With a thorough understanding of the chemical components of eggshell, the researchers were able to produce the fertilizer that won’t harm the environment and can be useful for agriculture at the same time.

Fertilizer supply crisis

Brazil and many countries are currently facing a fertilizer supply crisis due to the conflict between Russia and Ukraine, which are 2 of the world’s main suppliers.

In 2021, Brazilian fertilizer imports totaled 41.5 million tons and a total value of US$15.2 billion, an increase of 20% compared to 2020.

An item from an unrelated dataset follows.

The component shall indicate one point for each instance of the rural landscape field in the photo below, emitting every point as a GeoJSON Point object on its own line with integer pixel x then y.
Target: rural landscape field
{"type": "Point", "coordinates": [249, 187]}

“The main composition of asbestos and eggshells is calcium carbonate (CaCO3). We are developing the product with the aim of selling it in the market,” explained Borges.

To treat

The eggshells are placed in a high energy ball mill. The components react and generate new compounds capable of providing phosphorus, calcium and potassium, which are 3 essential minerals for crop development.

Industrial production involves mixing eggshells with other elements, such as asbestos. According to him, the fertilizer generated does not represent any danger and, therefore, the researchers have filed the product with the National Institute of Industrial Property (Inpi).

Environmental benefits

The main saving is the improved use of raw materials as fewer minerals are used to ensure the same agricultural productivity, in addition to the environmental benefits.

Borges added that another advantage is the saving of elements such as limestone, which is rich in calcium, because the reserves of these materials are finite. In 2020, Brazilian crops used more than 45,000 tons of agricultural limestone, much of which comes from the exploitation of the country’s reserves.